The problem often cited with respect to the Penguins is a lack of punch on the wing. Bill Guerin is the only winger with more than 15 goals (the Caps have four wingers with more than 15), so this argument has some merit. But what the Penguins do get is contributions from the defense. Six defensemen have at least ten points (that would be all of them who have played in at least 40 games). As a group, they do not have outsized goal totals (combined the Penguin defense has 24 goals), but they do contribute helpers – four blueliners have more than 15 assists (the Caps have two – Mike Green and Tom Poti).

The Peerless’ Players to Ponder

Pittsburgh: Jordan Staal

Staal is probably the best third-line center in the game. And at not yet 22 years of age, he is the youngest player ever to appear in 300 NHL games. He has struggled some with scoring lately (1-1-2 in his last eight games), but the key here is his defense. He’s going to have to play hard and well against the Caps big guns for the Penguins to improve their chances of winning. In 13 career games against the Caps he is 1-3-4, minus-3. However, he is 0-0-0, minus-5 in his last five games against Washington.

Washington: Mike Green

He was our player to ponder the last time these teams met, then he didn’t play. But the same argument applies, so we’ll just restate it…
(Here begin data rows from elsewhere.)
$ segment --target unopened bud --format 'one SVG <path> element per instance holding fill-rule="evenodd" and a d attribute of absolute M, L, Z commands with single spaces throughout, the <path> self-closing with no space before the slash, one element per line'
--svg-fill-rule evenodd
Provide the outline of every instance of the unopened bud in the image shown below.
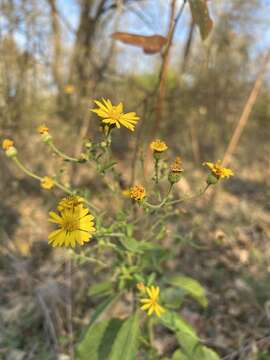
<path fill-rule="evenodd" d="M 41 134 L 41 140 L 45 144 L 48 144 L 52 140 L 52 136 L 48 132 L 44 132 L 43 134 Z"/>
<path fill-rule="evenodd" d="M 208 185 L 216 185 L 218 182 L 218 178 L 214 176 L 213 174 L 208 175 L 206 182 Z"/>
<path fill-rule="evenodd" d="M 181 179 L 181 172 L 170 171 L 168 175 L 168 180 L 171 184 L 176 184 Z"/>
<path fill-rule="evenodd" d="M 18 154 L 18 151 L 17 151 L 17 149 L 16 149 L 14 146 L 11 146 L 10 148 L 8 148 L 8 149 L 6 150 L 6 155 L 7 155 L 7 157 L 12 158 L 12 157 L 17 156 L 17 154 Z"/>

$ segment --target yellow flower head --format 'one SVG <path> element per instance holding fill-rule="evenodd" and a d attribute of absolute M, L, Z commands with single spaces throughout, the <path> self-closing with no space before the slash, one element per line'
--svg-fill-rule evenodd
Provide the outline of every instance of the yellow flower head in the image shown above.
<path fill-rule="evenodd" d="M 132 186 L 129 189 L 129 196 L 133 200 L 137 200 L 137 201 L 143 200 L 146 196 L 145 188 L 141 185 Z"/>
<path fill-rule="evenodd" d="M 103 124 L 116 126 L 120 128 L 121 125 L 127 129 L 134 131 L 134 127 L 137 124 L 139 117 L 135 112 L 124 113 L 123 104 L 112 105 L 110 100 L 102 98 L 102 101 L 95 100 L 95 104 L 98 106 L 96 109 L 91 109 L 92 112 L 96 113 L 102 120 Z"/>
<path fill-rule="evenodd" d="M 177 156 L 174 160 L 174 162 L 172 163 L 172 165 L 170 166 L 170 170 L 174 173 L 178 173 L 178 172 L 182 172 L 184 171 L 183 167 L 182 167 L 182 160 L 179 156 Z"/>
<path fill-rule="evenodd" d="M 208 169 L 211 171 L 211 173 L 217 178 L 217 179 L 224 179 L 229 178 L 230 176 L 233 176 L 234 173 L 229 168 L 224 168 L 221 166 L 221 161 L 218 160 L 216 163 L 212 162 L 204 162 L 204 166 L 207 166 Z"/>
<path fill-rule="evenodd" d="M 145 293 L 146 292 L 146 287 L 144 285 L 143 282 L 140 282 L 136 285 L 137 289 L 141 292 L 141 293 Z"/>
<path fill-rule="evenodd" d="M 57 210 L 59 211 L 63 211 L 65 209 L 72 210 L 76 207 L 83 207 L 83 204 L 84 204 L 84 198 L 77 195 L 71 195 L 59 201 Z"/>
<path fill-rule="evenodd" d="M 2 148 L 3 150 L 7 151 L 9 150 L 11 147 L 14 147 L 14 141 L 10 140 L 10 139 L 4 139 L 2 142 Z"/>
<path fill-rule="evenodd" d="M 64 93 L 65 94 L 73 94 L 75 92 L 75 86 L 72 85 L 72 84 L 67 84 L 65 87 L 64 87 Z"/>
<path fill-rule="evenodd" d="M 43 189 L 50 190 L 54 187 L 54 181 L 51 177 L 44 176 L 40 181 L 40 186 Z"/>
<path fill-rule="evenodd" d="M 163 151 L 166 151 L 168 149 L 168 146 L 166 145 L 166 143 L 164 141 L 156 139 L 155 141 L 151 142 L 150 149 L 152 151 L 161 153 Z"/>
<path fill-rule="evenodd" d="M 140 300 L 140 302 L 143 304 L 141 305 L 141 309 L 146 310 L 149 316 L 155 312 L 157 316 L 160 317 L 160 315 L 165 312 L 165 309 L 158 303 L 159 287 L 146 287 L 146 292 L 149 298 Z"/>
<path fill-rule="evenodd" d="M 43 135 L 43 134 L 47 134 L 49 132 L 49 128 L 47 125 L 43 124 L 37 128 L 37 131 L 40 133 L 40 135 Z"/>
<path fill-rule="evenodd" d="M 49 214 L 49 221 L 58 225 L 58 229 L 49 234 L 49 244 L 53 247 L 74 248 L 76 244 L 84 245 L 85 242 L 90 241 L 96 231 L 94 216 L 82 206 L 65 208 L 59 214 L 51 211 Z"/>

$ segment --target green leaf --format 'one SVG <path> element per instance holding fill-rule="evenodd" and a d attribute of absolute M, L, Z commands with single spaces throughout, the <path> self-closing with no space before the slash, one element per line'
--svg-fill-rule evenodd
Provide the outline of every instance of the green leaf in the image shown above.
<path fill-rule="evenodd" d="M 189 360 L 181 350 L 176 350 L 171 360 Z"/>
<path fill-rule="evenodd" d="M 102 281 L 92 285 L 88 290 L 90 296 L 105 296 L 113 291 L 113 283 L 111 281 Z"/>
<path fill-rule="evenodd" d="M 176 338 L 188 360 L 220 360 L 218 354 L 214 350 L 202 345 L 188 334 L 178 332 Z"/>
<path fill-rule="evenodd" d="M 193 336 L 190 336 L 190 334 L 183 331 L 177 331 L 176 338 L 188 359 L 191 358 L 192 360 L 197 360 L 197 358 L 195 358 L 195 351 L 198 346 L 200 346 L 199 339 L 196 339 Z"/>
<path fill-rule="evenodd" d="M 123 320 L 111 319 L 90 326 L 76 349 L 76 360 L 109 359 L 112 344 L 122 325 Z"/>
<path fill-rule="evenodd" d="M 176 275 L 171 277 L 168 283 L 185 290 L 187 294 L 192 296 L 203 307 L 208 305 L 205 290 L 198 281 L 187 276 Z"/>
<path fill-rule="evenodd" d="M 207 0 L 189 0 L 193 21 L 198 25 L 202 40 L 205 40 L 213 28 Z"/>
<path fill-rule="evenodd" d="M 135 360 L 139 339 L 139 315 L 130 316 L 125 320 L 117 334 L 109 360 Z M 105 360 L 107 358 L 104 358 Z M 92 359 L 91 359 L 92 360 Z"/>
<path fill-rule="evenodd" d="M 194 352 L 194 360 L 220 360 L 220 357 L 214 350 L 201 345 Z"/>
<path fill-rule="evenodd" d="M 192 326 L 190 326 L 180 315 L 168 310 L 159 319 L 164 326 L 175 333 L 184 354 L 186 356 L 192 354 L 196 346 L 200 344 L 200 340 Z M 192 360 L 197 359 L 192 358 Z"/>
<path fill-rule="evenodd" d="M 131 237 L 123 237 L 120 238 L 121 244 L 126 248 L 126 250 L 135 252 L 138 254 L 142 254 L 143 251 L 140 249 L 140 242 L 131 238 Z"/>
<path fill-rule="evenodd" d="M 182 305 L 185 295 L 186 292 L 182 289 L 169 287 L 162 291 L 161 299 L 166 308 L 178 309 Z"/>
<path fill-rule="evenodd" d="M 199 341 L 199 338 L 192 326 L 190 326 L 180 315 L 176 314 L 175 312 L 166 310 L 166 312 L 158 319 L 164 326 L 174 331 L 175 333 L 183 333 L 193 339 L 194 342 Z"/>
<path fill-rule="evenodd" d="M 106 310 L 108 309 L 109 306 L 112 305 L 112 303 L 120 296 L 120 294 L 113 294 L 110 297 L 108 297 L 107 299 L 105 299 L 101 304 L 99 304 L 96 307 L 96 310 L 94 312 L 94 314 L 92 315 L 91 321 L 90 321 L 90 326 L 92 326 L 94 323 L 96 323 L 97 319 L 99 319 L 100 315 Z"/>

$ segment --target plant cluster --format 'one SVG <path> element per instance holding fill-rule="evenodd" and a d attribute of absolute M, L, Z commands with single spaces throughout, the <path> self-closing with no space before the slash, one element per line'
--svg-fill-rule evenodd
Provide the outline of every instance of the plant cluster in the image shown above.
<path fill-rule="evenodd" d="M 100 118 L 100 141 L 93 143 L 88 139 L 78 158 L 65 154 L 55 145 L 45 124 L 38 132 L 41 140 L 64 161 L 95 165 L 97 174 L 108 185 L 111 198 L 117 199 L 117 210 L 110 210 L 109 199 L 107 208 L 101 209 L 86 192 L 64 185 L 57 176 L 37 175 L 21 161 L 12 140 L 5 139 L 2 143 L 6 155 L 26 175 L 39 181 L 43 189 L 59 188 L 66 193 L 56 210 L 49 213 L 49 221 L 56 226 L 48 236 L 49 244 L 69 248 L 67 253 L 78 266 L 87 263 L 94 266 L 98 281 L 91 286 L 89 294 L 99 298 L 100 303 L 77 345 L 76 359 L 132 360 L 140 354 L 143 359 L 217 360 L 217 353 L 204 344 L 180 314 L 186 297 L 206 307 L 205 290 L 189 276 L 171 274 L 166 264 L 177 252 L 164 242 L 168 238 L 169 220 L 179 218 L 179 204 L 203 195 L 233 172 L 220 162 L 206 162 L 209 175 L 202 190 L 175 198 L 173 188 L 184 172 L 182 160 L 178 155 L 168 162 L 167 144 L 156 139 L 149 145 L 153 159 L 150 181 L 123 189 L 111 150 L 113 132 L 120 127 L 134 131 L 139 117 L 135 112 L 124 113 L 122 103 L 113 105 L 106 99 L 95 103 L 97 108 L 92 112 Z M 174 234 L 170 237 L 174 239 Z M 100 320 L 116 302 L 124 300 L 129 309 L 126 317 Z M 158 326 L 172 332 L 179 344 L 170 357 L 160 354 L 155 347 Z"/>

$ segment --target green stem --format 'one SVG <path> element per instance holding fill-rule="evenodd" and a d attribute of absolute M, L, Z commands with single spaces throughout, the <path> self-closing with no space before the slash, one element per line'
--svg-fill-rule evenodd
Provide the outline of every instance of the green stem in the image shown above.
<path fill-rule="evenodd" d="M 190 195 L 190 196 L 186 196 L 186 197 L 184 197 L 184 198 L 182 198 L 182 199 L 170 201 L 170 202 L 168 202 L 166 205 L 167 205 L 167 206 L 170 206 L 170 205 L 180 204 L 180 203 L 185 202 L 185 201 L 187 201 L 187 200 L 195 199 L 195 198 L 197 198 L 197 197 L 202 196 L 203 194 L 205 194 L 206 191 L 207 191 L 207 189 L 208 189 L 209 187 L 210 187 L 210 185 L 207 184 L 206 187 L 205 187 L 204 189 L 202 189 L 201 191 L 199 191 L 197 194 Z"/>
<path fill-rule="evenodd" d="M 154 331 L 153 331 L 153 319 L 149 319 L 147 323 L 147 330 L 148 330 L 148 336 L 149 336 L 149 343 L 151 348 L 154 347 Z"/>
<path fill-rule="evenodd" d="M 67 161 L 72 161 L 72 162 L 78 162 L 78 159 L 70 157 L 66 154 L 64 154 L 62 151 L 60 151 L 52 141 L 49 142 L 49 146 L 51 147 L 51 149 L 57 154 L 59 155 L 61 158 L 63 158 L 64 160 Z"/>
<path fill-rule="evenodd" d="M 150 207 L 151 209 L 159 209 L 161 208 L 163 205 L 165 205 L 165 203 L 167 202 L 169 196 L 170 196 L 170 193 L 172 191 L 172 188 L 173 188 L 173 184 L 170 183 L 170 186 L 169 186 L 169 189 L 168 189 L 168 192 L 167 192 L 167 195 L 164 197 L 164 199 L 161 201 L 161 203 L 159 204 L 150 204 L 149 202 L 147 201 L 144 201 L 144 204 L 148 207 Z"/>
<path fill-rule="evenodd" d="M 27 169 L 21 162 L 20 160 L 17 158 L 17 157 L 13 157 L 12 158 L 13 161 L 15 162 L 15 164 L 26 174 L 26 175 L 29 175 L 30 177 L 36 179 L 36 180 L 39 180 L 41 181 L 42 178 L 36 174 L 34 174 L 31 170 Z"/>
<path fill-rule="evenodd" d="M 27 169 L 22 163 L 21 161 L 17 158 L 17 157 L 13 157 L 12 158 L 13 161 L 15 162 L 15 164 L 28 176 L 38 180 L 38 181 L 41 181 L 42 180 L 42 177 L 41 176 L 38 176 L 36 174 L 34 174 L 31 170 Z M 64 185 L 60 184 L 59 182 L 57 182 L 55 179 L 53 179 L 53 182 L 54 182 L 54 185 L 56 187 L 58 187 L 59 189 L 63 190 L 65 193 L 69 194 L 69 195 L 74 195 L 74 191 L 66 188 Z M 88 205 L 89 208 L 92 208 L 93 210 L 95 211 L 98 211 L 98 209 L 93 205 L 93 204 L 90 204 L 89 201 L 87 201 L 85 199 L 85 203 Z"/>
<path fill-rule="evenodd" d="M 122 233 L 99 233 L 96 235 L 97 237 L 124 237 L 125 234 Z"/>
<path fill-rule="evenodd" d="M 158 178 L 158 165 L 159 165 L 159 159 L 155 159 L 155 183 L 158 184 L 159 178 Z"/>

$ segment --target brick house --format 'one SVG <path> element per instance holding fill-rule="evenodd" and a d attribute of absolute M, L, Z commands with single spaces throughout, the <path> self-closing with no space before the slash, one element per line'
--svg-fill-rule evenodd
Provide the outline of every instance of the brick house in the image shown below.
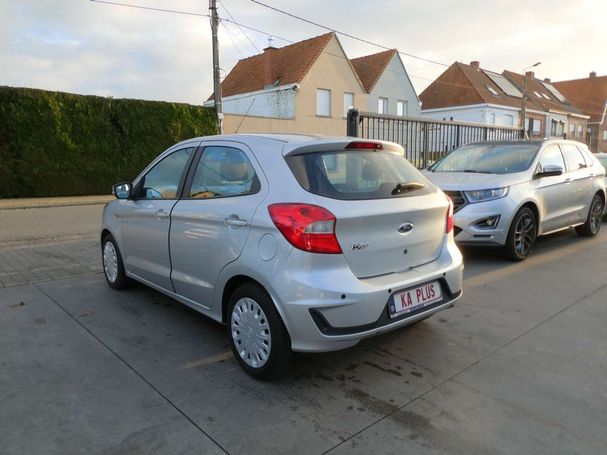
<path fill-rule="evenodd" d="M 594 153 L 607 153 L 607 76 L 593 71 L 584 79 L 555 82 L 554 86 L 590 118 L 586 143 Z"/>
<path fill-rule="evenodd" d="M 570 124 L 588 116 L 573 106 L 549 82 L 527 76 L 525 130 L 531 138 L 563 137 Z M 422 116 L 441 120 L 520 127 L 523 75 L 482 69 L 478 61 L 455 62 L 421 94 Z M 550 86 L 551 88 L 549 88 Z"/>

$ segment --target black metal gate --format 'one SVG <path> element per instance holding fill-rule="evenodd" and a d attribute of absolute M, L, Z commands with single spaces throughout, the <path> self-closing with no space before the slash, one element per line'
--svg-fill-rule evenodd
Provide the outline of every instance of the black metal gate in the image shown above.
<path fill-rule="evenodd" d="M 522 129 L 507 126 L 400 117 L 356 109 L 348 112 L 347 135 L 396 142 L 405 149 L 405 157 L 418 168 L 425 168 L 469 142 L 525 137 Z"/>

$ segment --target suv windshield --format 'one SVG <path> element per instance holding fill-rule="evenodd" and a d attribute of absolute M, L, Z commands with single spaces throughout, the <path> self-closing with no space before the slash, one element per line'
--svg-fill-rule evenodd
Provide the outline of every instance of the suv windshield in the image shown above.
<path fill-rule="evenodd" d="M 541 144 L 471 144 L 454 150 L 432 172 L 511 174 L 529 169 Z"/>
<path fill-rule="evenodd" d="M 393 153 L 314 152 L 291 155 L 286 160 L 306 191 L 332 199 L 385 199 L 434 191 L 417 169 Z"/>

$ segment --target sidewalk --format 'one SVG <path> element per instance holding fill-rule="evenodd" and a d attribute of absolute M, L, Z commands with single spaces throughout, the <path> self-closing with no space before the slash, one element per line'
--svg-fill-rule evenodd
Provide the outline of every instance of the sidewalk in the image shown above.
<path fill-rule="evenodd" d="M 0 199 L 0 210 L 95 205 L 105 204 L 112 199 L 114 199 L 112 195 Z"/>

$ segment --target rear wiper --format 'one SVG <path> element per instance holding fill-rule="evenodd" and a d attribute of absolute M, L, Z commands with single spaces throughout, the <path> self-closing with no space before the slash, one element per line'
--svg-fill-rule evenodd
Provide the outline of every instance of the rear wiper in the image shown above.
<path fill-rule="evenodd" d="M 408 191 L 421 190 L 425 185 L 423 183 L 411 182 L 411 183 L 397 183 L 392 190 L 392 195 L 405 193 Z"/>

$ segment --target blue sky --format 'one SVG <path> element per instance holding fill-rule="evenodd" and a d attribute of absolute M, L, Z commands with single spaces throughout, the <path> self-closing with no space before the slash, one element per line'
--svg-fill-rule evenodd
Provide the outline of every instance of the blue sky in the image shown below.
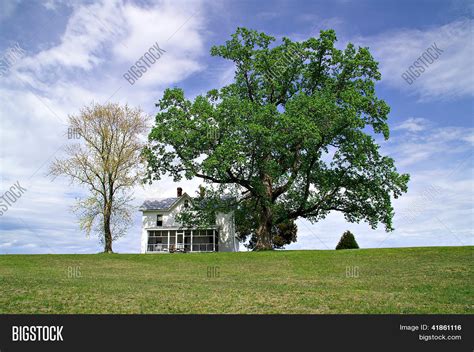
<path fill-rule="evenodd" d="M 349 224 L 337 213 L 299 221 L 288 249 L 334 248 L 350 229 L 361 247 L 473 245 L 473 3 L 470 1 L 3 1 L 0 5 L 0 195 L 26 188 L 0 217 L 0 253 L 95 253 L 70 212 L 84 189 L 46 176 L 61 156 L 67 116 L 92 101 L 156 114 L 164 89 L 189 98 L 221 87 L 234 67 L 209 55 L 244 26 L 303 40 L 333 28 L 338 46 L 368 46 L 380 63 L 378 95 L 391 106 L 382 152 L 411 174 L 394 201 L 396 230 Z M 122 75 L 151 46 L 166 53 L 135 84 Z M 412 84 L 402 74 L 425 50 L 442 50 Z M 199 180 L 179 184 L 194 193 Z M 135 205 L 173 196 L 165 179 L 137 187 Z M 0 209 L 1 210 L 1 209 Z M 138 252 L 140 213 L 118 252 Z"/>

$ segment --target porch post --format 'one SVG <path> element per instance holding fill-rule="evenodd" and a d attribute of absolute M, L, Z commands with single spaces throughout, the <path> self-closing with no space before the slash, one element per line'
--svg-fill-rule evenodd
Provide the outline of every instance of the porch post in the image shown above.
<path fill-rule="evenodd" d="M 191 233 L 189 234 L 189 236 L 191 237 L 191 248 L 189 249 L 190 252 L 193 251 L 193 235 L 194 235 L 194 231 L 193 230 L 190 230 Z"/>
<path fill-rule="evenodd" d="M 212 230 L 212 251 L 216 251 L 216 230 Z"/>
<path fill-rule="evenodd" d="M 168 253 L 170 251 L 170 230 L 168 230 Z"/>

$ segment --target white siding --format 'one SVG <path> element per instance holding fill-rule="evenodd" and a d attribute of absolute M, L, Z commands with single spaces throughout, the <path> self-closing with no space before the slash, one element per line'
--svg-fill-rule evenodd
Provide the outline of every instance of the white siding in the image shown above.
<path fill-rule="evenodd" d="M 235 238 L 233 213 L 217 213 L 216 225 L 219 228 L 219 252 L 237 252 L 239 242 Z"/>

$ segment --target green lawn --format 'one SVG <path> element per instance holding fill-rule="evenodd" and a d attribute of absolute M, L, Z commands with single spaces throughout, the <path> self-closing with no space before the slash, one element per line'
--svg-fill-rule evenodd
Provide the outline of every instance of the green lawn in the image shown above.
<path fill-rule="evenodd" d="M 0 313 L 472 314 L 473 249 L 0 255 Z"/>

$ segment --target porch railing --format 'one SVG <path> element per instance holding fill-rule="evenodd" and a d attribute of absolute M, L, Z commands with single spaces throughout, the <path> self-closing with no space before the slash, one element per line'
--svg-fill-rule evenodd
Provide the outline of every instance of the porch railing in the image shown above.
<path fill-rule="evenodd" d="M 199 243 L 193 244 L 192 248 L 190 244 L 177 244 L 177 245 L 168 245 L 168 244 L 149 244 L 147 252 L 169 252 L 170 247 L 173 250 L 184 250 L 191 252 L 212 252 L 214 251 L 214 244 L 212 243 Z"/>

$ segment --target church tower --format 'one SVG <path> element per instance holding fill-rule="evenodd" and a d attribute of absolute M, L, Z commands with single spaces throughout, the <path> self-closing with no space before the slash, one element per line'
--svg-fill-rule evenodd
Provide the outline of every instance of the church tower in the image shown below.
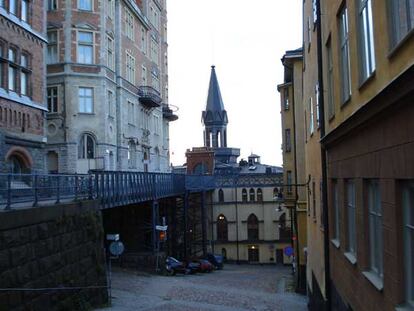
<path fill-rule="evenodd" d="M 202 113 L 204 146 L 227 148 L 227 112 L 224 109 L 215 66 L 211 66 L 206 110 Z"/>

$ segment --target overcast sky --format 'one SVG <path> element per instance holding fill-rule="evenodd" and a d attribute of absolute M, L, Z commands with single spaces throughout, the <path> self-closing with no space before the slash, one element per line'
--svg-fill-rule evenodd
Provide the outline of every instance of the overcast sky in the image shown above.
<path fill-rule="evenodd" d="M 302 0 L 169 0 L 169 103 L 179 107 L 170 123 L 171 161 L 203 145 L 211 65 L 216 66 L 227 110 L 228 147 L 281 165 L 280 62 L 302 41 Z M 240 158 L 239 158 L 240 160 Z"/>

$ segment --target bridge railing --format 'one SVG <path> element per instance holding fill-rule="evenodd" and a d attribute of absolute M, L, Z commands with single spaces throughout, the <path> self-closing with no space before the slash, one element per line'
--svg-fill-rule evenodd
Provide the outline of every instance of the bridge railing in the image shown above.
<path fill-rule="evenodd" d="M 0 174 L 0 209 L 6 210 L 85 199 L 99 199 L 102 207 L 112 207 L 184 192 L 185 175 L 170 173 Z"/>

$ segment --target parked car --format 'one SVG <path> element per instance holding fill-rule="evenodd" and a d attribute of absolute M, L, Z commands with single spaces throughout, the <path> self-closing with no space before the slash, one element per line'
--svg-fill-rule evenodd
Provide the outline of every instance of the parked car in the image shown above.
<path fill-rule="evenodd" d="M 175 275 L 176 273 L 188 274 L 190 272 L 182 261 L 179 261 L 174 257 L 167 257 L 165 260 L 165 269 L 167 270 L 168 275 Z"/>
<path fill-rule="evenodd" d="M 200 263 L 200 272 L 211 272 L 214 270 L 213 264 L 207 259 L 198 259 L 197 262 Z"/>
<path fill-rule="evenodd" d="M 222 255 L 216 254 L 207 254 L 206 258 L 217 270 L 223 269 L 224 266 L 224 258 Z"/>
<path fill-rule="evenodd" d="M 190 270 L 191 274 L 201 272 L 200 266 L 201 266 L 201 264 L 197 261 L 194 261 L 194 260 L 190 260 L 190 261 L 187 262 L 187 269 Z"/>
Green has never scored a goal against the Penguins, regular season or playoffs. But that’s not why he is a player to ponder here. In last year’s playoff series against the Penguins, Green was harassed constantly by Penguin forwards on the forecheck. It played a role in the Penguins’ ability to hammer the Caps with shots on goal. He should expect to suffer similar abuse tonight to the extent the Penguins can apply it. If he handles it well, the ice gets tilted more in the Caps’ favor, and the Caps are the superior offensive team.

Keys:

1. Fast out of the gate, Part 1. It’s one thing to fall behind a goal against Boston, the Rangers, or Atlanta (as the Caps have done the last three games). Those teams are not especially gifted offensively. This is a move up in weight class. The Penguins, despite their troubles lately, have to be taken seriously as an offensively gifted team every time out. Falling behind could have, excuse the pun, a “snowball” effect.

2. Fast out of the gate, Part 2. OK, you’re facing a team that played yesterday and had to endure what had to be an uncomfortable bus ride that gets them to the next city sometime early the following morning. Think pressing them early might be a good idea to take their legs away?

3. Set the alarm clock. In three day games this year, the Young Guns are a combined 5-6-11 (Mike Green missed one of them). They are the guys who need to step up in this one for that "fast out of the gate" thing.

In the end, you’d have to think the Caps have a considerable advantage here. A full day off between games, sleeping in their own beds, playing in their own arena – against a team that played yesterday, had a difficult travel itinerary, and will get some sleep at a hotel. But the Penguins aren’t champs for nothing. They can handle adversity, and they – like 13 teams before them – will be motivated. Still, the Caps are coming in hot, and the Penguins are coming in… not.